3. RELEASE OF GUARANTY. Notwithstanding anything in this Guaranty to the
contrary,
concurrently with the payment in full of the principal of, premium, if any, and
interest on the Securities, the Guarantor shall be released from and relieved of
its obligations under this Guaranty. Upon the delivery by the Issuer to the
Trustee of any Officers' Certificate (as defined in the Indenture) and an
Opinion of Counsel (as defined in the Indenture) to the effect that the
transaction giving rise to the release of this Guaranty was made by the Issuer
in accordance with the provisions of the Indenture and the Securities, the
Trustee shall execute any documents reasonably required in order to evidence the
release of the Guarantor from its obligations under this Guaranty.
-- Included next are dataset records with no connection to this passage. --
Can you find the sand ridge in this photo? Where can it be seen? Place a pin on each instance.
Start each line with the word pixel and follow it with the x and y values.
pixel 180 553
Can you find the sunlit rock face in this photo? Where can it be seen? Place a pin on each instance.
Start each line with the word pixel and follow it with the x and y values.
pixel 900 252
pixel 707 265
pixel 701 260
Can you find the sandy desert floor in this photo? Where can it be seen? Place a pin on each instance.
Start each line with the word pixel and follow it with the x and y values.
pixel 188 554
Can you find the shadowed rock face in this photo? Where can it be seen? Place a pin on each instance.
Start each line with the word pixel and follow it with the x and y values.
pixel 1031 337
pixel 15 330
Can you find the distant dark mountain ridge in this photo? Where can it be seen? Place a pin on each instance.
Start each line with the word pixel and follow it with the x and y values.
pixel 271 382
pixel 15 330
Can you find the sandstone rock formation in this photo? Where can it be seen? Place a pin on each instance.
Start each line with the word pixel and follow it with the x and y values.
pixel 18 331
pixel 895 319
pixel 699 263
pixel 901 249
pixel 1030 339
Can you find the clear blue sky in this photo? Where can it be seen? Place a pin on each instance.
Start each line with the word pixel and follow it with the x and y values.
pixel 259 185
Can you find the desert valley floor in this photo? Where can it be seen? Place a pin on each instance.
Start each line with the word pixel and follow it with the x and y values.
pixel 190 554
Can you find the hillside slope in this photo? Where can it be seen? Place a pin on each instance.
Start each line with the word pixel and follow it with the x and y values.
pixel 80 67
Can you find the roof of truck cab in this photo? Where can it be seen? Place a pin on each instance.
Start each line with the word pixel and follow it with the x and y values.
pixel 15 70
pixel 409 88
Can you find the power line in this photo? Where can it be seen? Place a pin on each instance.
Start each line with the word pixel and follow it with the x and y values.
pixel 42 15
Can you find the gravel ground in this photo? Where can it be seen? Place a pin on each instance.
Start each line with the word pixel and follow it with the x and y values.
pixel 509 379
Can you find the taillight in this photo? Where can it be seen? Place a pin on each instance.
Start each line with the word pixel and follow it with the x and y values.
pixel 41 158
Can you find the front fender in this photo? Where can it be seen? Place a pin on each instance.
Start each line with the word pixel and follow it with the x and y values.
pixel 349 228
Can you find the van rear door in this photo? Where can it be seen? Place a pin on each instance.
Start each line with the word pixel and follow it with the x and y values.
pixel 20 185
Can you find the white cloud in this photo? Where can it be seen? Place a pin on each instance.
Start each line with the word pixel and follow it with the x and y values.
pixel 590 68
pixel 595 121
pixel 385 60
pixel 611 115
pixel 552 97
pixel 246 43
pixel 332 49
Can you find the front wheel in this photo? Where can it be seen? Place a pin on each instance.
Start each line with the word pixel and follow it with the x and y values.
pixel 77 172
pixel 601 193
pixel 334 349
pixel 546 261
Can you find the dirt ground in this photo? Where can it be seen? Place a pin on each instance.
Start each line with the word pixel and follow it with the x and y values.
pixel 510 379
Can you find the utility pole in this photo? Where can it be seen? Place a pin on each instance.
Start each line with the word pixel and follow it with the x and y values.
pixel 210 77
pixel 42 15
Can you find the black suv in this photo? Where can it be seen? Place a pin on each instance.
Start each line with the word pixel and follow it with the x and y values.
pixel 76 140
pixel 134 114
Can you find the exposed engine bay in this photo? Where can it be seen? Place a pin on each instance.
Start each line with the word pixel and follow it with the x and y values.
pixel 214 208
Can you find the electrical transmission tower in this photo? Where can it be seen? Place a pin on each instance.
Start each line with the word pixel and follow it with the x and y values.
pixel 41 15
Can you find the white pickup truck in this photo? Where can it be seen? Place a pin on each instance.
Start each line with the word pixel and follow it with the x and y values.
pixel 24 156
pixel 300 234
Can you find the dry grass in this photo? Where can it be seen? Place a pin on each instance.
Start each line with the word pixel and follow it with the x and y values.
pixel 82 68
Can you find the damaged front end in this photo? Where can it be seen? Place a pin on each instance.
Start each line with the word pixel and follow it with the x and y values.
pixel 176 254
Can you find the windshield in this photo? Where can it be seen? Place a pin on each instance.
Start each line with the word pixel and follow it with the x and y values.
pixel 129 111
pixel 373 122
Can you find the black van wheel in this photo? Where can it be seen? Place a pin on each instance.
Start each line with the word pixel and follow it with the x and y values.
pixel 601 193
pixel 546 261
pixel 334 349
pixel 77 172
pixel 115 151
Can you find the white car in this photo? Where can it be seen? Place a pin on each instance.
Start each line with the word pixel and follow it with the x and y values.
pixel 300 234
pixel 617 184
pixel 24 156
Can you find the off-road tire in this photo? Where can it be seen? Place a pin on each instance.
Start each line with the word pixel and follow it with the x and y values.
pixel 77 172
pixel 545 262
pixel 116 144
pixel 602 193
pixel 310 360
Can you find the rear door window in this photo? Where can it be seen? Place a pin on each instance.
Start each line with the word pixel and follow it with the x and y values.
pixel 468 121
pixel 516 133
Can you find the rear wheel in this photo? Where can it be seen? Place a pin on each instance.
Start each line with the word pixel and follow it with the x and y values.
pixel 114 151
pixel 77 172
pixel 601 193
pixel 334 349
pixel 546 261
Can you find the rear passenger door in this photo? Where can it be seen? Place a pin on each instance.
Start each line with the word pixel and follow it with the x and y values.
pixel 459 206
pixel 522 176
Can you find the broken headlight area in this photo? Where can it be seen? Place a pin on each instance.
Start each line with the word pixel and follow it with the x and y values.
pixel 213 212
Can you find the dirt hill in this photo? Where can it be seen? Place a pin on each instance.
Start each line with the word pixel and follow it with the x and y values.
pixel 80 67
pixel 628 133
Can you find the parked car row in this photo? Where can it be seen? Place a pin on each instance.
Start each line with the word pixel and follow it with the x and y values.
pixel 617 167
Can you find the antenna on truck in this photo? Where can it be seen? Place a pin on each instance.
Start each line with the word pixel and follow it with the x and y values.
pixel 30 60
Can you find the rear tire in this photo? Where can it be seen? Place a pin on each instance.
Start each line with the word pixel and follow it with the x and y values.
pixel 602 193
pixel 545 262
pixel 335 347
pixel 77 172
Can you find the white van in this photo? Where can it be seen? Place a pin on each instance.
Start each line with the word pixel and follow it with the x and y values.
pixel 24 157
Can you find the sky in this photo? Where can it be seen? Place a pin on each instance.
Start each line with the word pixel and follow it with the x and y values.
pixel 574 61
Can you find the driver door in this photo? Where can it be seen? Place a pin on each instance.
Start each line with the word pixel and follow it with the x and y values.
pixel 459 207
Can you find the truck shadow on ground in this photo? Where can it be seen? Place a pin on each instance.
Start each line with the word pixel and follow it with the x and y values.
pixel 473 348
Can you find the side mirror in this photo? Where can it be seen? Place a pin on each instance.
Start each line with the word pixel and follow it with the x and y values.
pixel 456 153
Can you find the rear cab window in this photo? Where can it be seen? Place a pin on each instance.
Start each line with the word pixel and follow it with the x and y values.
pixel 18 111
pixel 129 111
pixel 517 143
If any of the
obligations to pay the principal of, premium, if any, and interest on the
Securities and all other obligations of the Issuer are revived and reinstated
after the termination of this Guaranty, then all of the obligations of the
Guarantor under this Guaranty shall be revived and reinstated as if this
Guaranty had not been terminated until such time as the principal of, premium,
if any, and interest on the Securities are paid in full, and the Guarantor shall
enter into an amendment to this Guaranty, reasonably satisfactory to the
Trustee, evidencing such revival and reinstatement.
4. GOVERNING LAW. This Guarantee shall be governed by, and construed in
accordance with, the laws of New York
TYCO CAPITAL LTD.
By: ______________________
Name:
Title:
Annex A
GUARANTEE
For value received, Tyco Capital Ltd. hereby absolutely, unconditionally
and irrevocably guarantees to the holder of this Security the payment of
principal of, premium if any, and interest on the Security upon which this
Guarantee is endorsed in the amounts and at the time when due and payable
whether by declaration thereof, or otherwise, and interest on the overdue
principal and interest, if any, of such Security, if lawful, and the payment or
performance of all other obligations of the issuer under the Indenture or the
Securities, to the holder of such Security and the Trustee, all in accordance
with and subject to the terms and limitations of such Security and the
Indenture. This Guarantee will not become effective until the Trustee duly
executes the certificate of authentication on this Security. This Guarantee
shall be governed by and construed in accordance with the laws of the State of
New York, without regard to conflict of law principles thereof.